The Spokane Regional Clean Air Agency presented their annual Clean Air Award today to Costco’s northside gasoline station, recognizing their efforts to minimize gasoline vapor loss by investing in the best available air pollution control equipment.
The Clean Air Award is presented annually to a company that has consistently demonstrated a commitment to reduce air emissions. The award is to publicly express our appreciation for innovation and to encourage others to follow suit.
"When designing and building their new northside facility, Costco made the decision to go beyond the minimum requirements," said Lori Rodriguez, Compliance Section Manager for Spokane Clean Air. Rodriguez is pictured in the photo on the left, with Costco’s Jeffrey Rumsey (center) and Bill Olmstead (right).
"The 2020 Clean Air Award acknowledges Costco’s investment in the best available air pollution control technology. Additionally, their operations are top-notch, which keeps the air pollution control equipment working as designed. This commitment is making a difference in our air quality – with additional Volatile Organic Compounds (VOCs) reduced by as much as 80 tons per year," added Rodriguez.

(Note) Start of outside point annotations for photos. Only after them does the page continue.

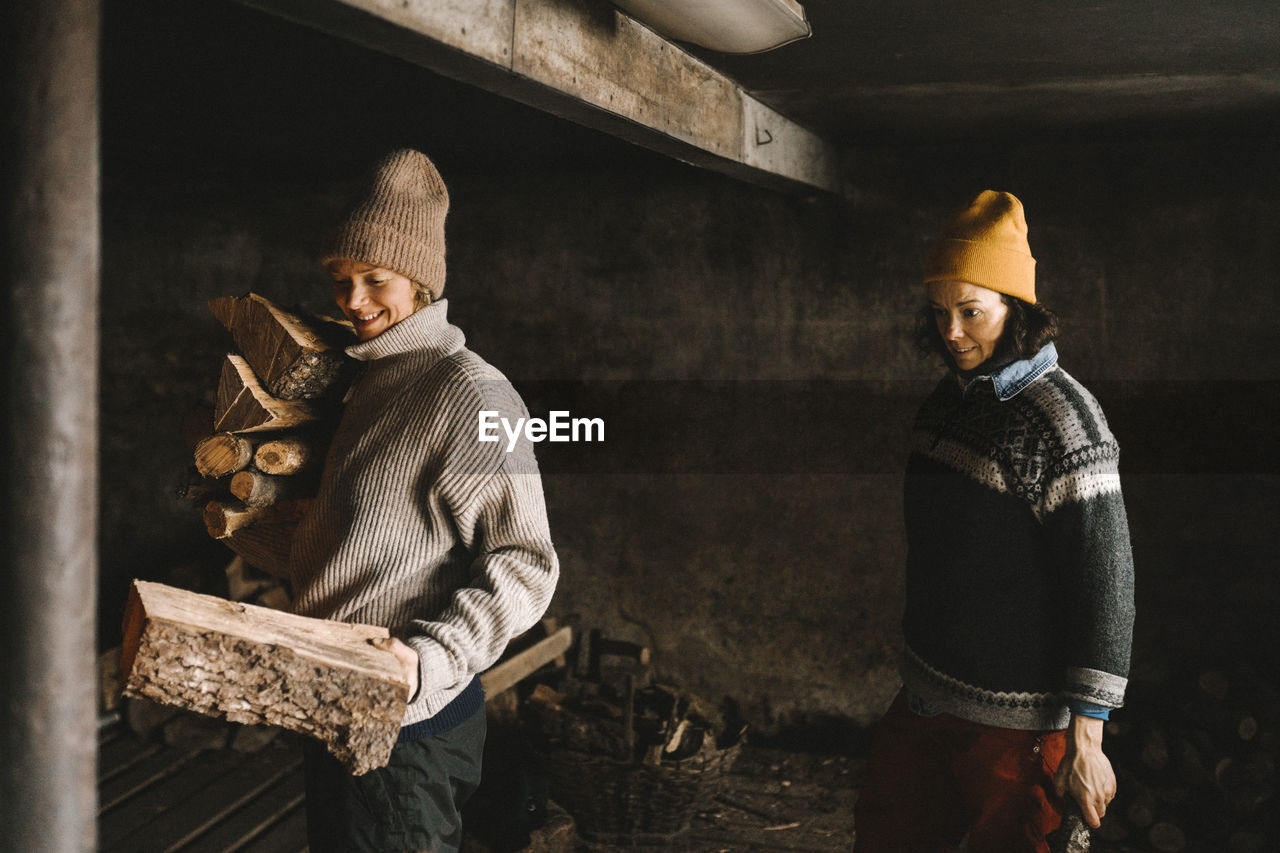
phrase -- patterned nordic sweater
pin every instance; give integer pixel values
(1019, 576)
(417, 525)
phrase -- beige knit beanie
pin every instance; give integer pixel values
(986, 245)
(397, 222)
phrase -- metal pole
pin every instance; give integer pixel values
(49, 343)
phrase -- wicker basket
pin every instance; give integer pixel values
(618, 802)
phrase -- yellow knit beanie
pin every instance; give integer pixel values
(397, 222)
(986, 245)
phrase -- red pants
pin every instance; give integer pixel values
(933, 780)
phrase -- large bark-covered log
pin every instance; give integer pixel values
(245, 406)
(256, 666)
(295, 357)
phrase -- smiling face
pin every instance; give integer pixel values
(969, 318)
(373, 299)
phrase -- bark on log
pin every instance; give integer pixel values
(257, 489)
(259, 666)
(265, 547)
(245, 406)
(286, 456)
(295, 357)
(223, 519)
(223, 454)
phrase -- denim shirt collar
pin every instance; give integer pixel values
(1010, 379)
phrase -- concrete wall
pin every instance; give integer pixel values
(749, 354)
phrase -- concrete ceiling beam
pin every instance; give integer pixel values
(586, 62)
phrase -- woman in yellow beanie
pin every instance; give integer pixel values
(1019, 573)
(417, 525)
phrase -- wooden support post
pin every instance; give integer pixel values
(49, 346)
(252, 665)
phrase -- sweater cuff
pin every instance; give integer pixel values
(1095, 687)
(1082, 708)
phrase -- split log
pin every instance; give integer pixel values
(256, 666)
(223, 454)
(223, 519)
(245, 406)
(286, 456)
(257, 489)
(296, 359)
(264, 546)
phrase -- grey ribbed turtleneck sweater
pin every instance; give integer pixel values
(417, 525)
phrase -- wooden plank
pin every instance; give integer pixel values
(254, 665)
(252, 817)
(520, 666)
(251, 776)
(585, 62)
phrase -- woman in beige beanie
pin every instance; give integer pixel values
(1019, 574)
(417, 525)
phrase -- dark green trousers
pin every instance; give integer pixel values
(411, 804)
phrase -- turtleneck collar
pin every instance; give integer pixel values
(426, 329)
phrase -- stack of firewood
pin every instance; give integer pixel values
(257, 457)
(1197, 763)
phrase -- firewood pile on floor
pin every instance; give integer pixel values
(1196, 762)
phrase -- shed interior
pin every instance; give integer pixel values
(748, 349)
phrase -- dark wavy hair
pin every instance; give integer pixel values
(1027, 329)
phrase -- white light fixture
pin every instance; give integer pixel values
(723, 26)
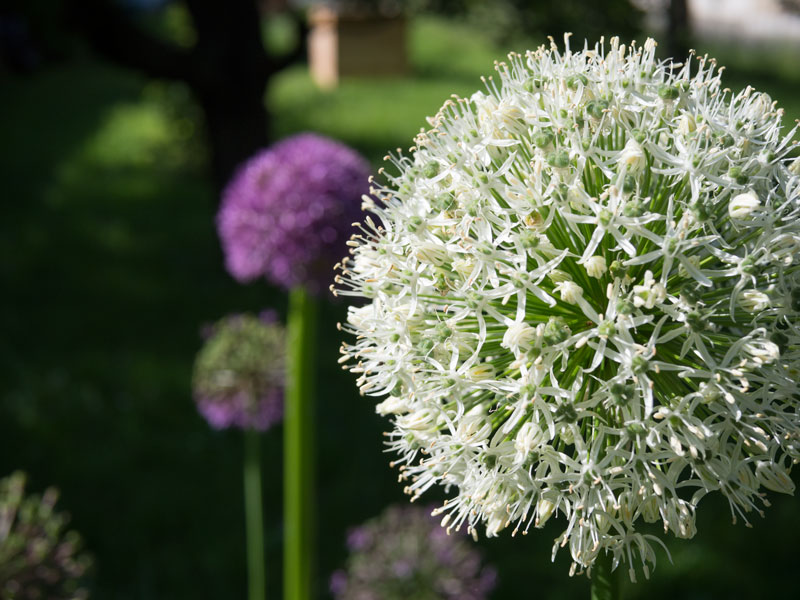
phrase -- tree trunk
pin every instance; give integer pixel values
(227, 69)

VOCs contribute to the formation of ground-level ozone, a harmful air pollutant. Minimizing the release of VOCs is important to stay in attainment of national, health-based pollution standards for ground-level ozone. One strategy to reduce VOCs is requiring gasoline stations to install and maintain equipment designed to reduce vapor loss when underground storage tanks are being refilled. This is called Stage I Vapor Recovery. Additionally, the amount of gas dispensed by a station and its proximity to residential property may necessitate Stage II Vapor Recovery systems. These systems use specialized nozzles to capture vapors during vehicle refueling.
There are 173 gasoline stations in Spokane County that collectively dispensed approximately 158.5 million gallons of gasoline in 2019. Of these 173 stations, there are nine, including Costco, that use both Stage I and Stage II vapor recovery systems.
In 2019, approximately 868 tons of VOCs were emitted during vehicle refueling and during the refilling of underground storage tanks in Spokane County.